Kim’s wristwatch always shows the correct time, including ‘am’ and ‘pm’. Jim’s watch is identical to Kim’s watch in all aspects except its pace, which is slower than the pace of Kim’s watch. At 12 noon on January 1st, Jim sets his watch to the correct time, but an hour later, it shows 12:57 pm. At 12 noon on the next June 1st, Jim resets his watch to the correct time.
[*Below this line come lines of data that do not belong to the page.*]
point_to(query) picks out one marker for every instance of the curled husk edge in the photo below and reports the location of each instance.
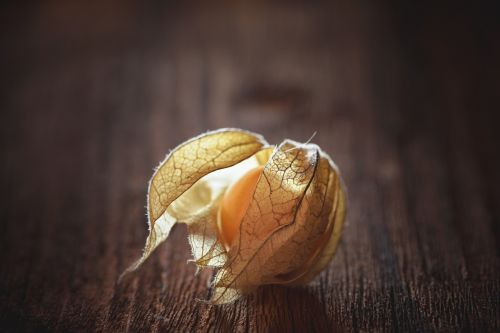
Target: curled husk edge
(290, 230)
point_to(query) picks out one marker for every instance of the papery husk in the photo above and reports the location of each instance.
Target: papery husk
(288, 225)
(290, 230)
(182, 168)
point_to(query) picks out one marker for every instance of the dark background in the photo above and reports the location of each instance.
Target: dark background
(403, 97)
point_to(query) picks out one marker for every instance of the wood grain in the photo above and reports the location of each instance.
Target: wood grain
(403, 97)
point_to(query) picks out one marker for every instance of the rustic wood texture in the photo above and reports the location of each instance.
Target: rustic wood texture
(404, 98)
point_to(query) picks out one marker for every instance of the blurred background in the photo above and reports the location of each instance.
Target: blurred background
(404, 97)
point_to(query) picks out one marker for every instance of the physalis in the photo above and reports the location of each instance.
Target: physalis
(261, 214)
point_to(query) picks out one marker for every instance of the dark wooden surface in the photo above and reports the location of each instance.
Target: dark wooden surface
(404, 98)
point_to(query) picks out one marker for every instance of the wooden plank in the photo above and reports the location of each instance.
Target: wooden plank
(94, 96)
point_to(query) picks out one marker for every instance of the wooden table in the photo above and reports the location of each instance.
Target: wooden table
(404, 98)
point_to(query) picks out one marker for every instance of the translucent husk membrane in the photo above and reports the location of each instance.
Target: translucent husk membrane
(292, 225)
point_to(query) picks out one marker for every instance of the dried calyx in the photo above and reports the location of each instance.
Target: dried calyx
(259, 214)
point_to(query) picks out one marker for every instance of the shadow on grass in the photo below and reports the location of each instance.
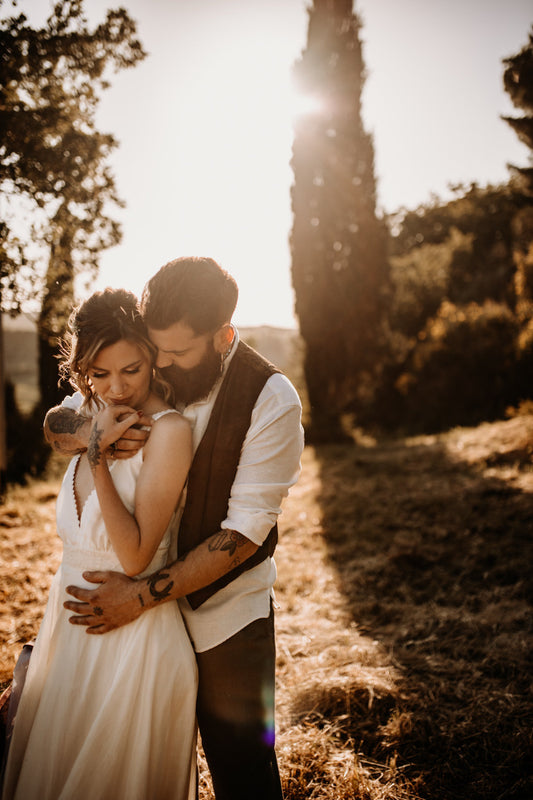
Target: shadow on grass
(434, 557)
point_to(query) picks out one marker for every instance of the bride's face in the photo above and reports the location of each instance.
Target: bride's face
(121, 374)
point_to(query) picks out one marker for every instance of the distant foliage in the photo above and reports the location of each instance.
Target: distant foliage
(54, 162)
(338, 246)
(460, 345)
(421, 278)
(463, 370)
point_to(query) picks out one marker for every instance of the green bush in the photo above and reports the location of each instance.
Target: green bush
(463, 369)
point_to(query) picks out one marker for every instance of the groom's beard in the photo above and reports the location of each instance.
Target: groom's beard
(190, 385)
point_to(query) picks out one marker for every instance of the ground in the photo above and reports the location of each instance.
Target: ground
(403, 621)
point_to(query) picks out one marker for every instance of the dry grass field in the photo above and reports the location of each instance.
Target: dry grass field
(404, 623)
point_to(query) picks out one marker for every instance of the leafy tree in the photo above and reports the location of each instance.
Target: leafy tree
(518, 83)
(54, 171)
(54, 163)
(338, 246)
(485, 271)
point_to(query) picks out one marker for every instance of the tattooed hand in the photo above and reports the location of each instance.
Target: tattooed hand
(108, 426)
(112, 603)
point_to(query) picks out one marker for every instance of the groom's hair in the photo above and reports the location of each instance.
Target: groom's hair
(195, 290)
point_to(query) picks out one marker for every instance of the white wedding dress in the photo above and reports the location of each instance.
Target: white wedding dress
(111, 716)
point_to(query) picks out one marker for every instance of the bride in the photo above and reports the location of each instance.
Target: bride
(112, 717)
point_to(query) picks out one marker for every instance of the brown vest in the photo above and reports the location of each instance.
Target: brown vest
(216, 460)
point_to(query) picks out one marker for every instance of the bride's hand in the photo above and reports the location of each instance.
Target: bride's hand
(107, 427)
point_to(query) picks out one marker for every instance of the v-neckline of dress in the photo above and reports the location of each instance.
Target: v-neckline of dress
(80, 510)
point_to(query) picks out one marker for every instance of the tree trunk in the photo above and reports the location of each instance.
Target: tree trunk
(3, 427)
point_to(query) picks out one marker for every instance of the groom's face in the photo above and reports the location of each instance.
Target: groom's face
(190, 362)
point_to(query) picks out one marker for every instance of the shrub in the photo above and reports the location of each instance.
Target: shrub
(463, 369)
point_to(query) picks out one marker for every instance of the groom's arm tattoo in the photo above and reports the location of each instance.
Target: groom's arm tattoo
(229, 541)
(159, 585)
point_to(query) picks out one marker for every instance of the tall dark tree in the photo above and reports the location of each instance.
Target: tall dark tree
(53, 161)
(338, 245)
(518, 83)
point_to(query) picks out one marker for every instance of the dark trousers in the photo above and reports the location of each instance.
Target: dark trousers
(236, 714)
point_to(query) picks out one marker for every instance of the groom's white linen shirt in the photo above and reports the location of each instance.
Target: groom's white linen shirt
(268, 467)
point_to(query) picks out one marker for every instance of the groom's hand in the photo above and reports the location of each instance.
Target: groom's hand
(133, 439)
(114, 602)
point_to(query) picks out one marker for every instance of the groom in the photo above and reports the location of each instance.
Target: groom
(247, 434)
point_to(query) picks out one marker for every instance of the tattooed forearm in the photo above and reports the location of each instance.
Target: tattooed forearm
(65, 423)
(94, 453)
(65, 451)
(227, 540)
(159, 593)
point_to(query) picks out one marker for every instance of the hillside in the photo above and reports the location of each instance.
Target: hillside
(282, 346)
(404, 624)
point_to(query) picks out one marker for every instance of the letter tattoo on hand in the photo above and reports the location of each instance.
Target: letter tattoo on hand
(227, 540)
(153, 580)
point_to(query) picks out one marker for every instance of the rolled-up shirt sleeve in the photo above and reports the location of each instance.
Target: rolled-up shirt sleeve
(269, 463)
On how many instances between, and including 12 noon on the two dates mentioned, do Jim’s and Kim’s watches show the exact same time, including the ‘am’ and the ‘pm’?
- 7
- 17
- 10
- 9
- 15
The Correct Option is D
Approach Solution - 1
Jim’s watch is slower than Kim’s.
After 1 real hour, Jim’s watch shows 12:57 pm instead of 1:00 pm, so it loses 3 minutes per hour.
Rate of loss
Loss per hour = 3 minutes
Loss per day = 24 × 3 = 72 minutes = 1.2 hours
Jim’s watch will show the exact same time (including am/pm) as Kim’s watch whenever it is behind by a whole number of 24 hours, since the time display repeats every 24 hours.
Time to lose 24 hours
24 ÷ 1.2 = 20 days
So, Jim’s and Kim’s watches coincide every 20 days.
Counting the instances
From 12 noon on January 1st to 12 noon on June 1st, the total duration is:
150 days
The coincidences occur on days:
0, 20, 40, 60, 80, 100, 120, 140
This gives 8 instances, including 12 noon on January 1st.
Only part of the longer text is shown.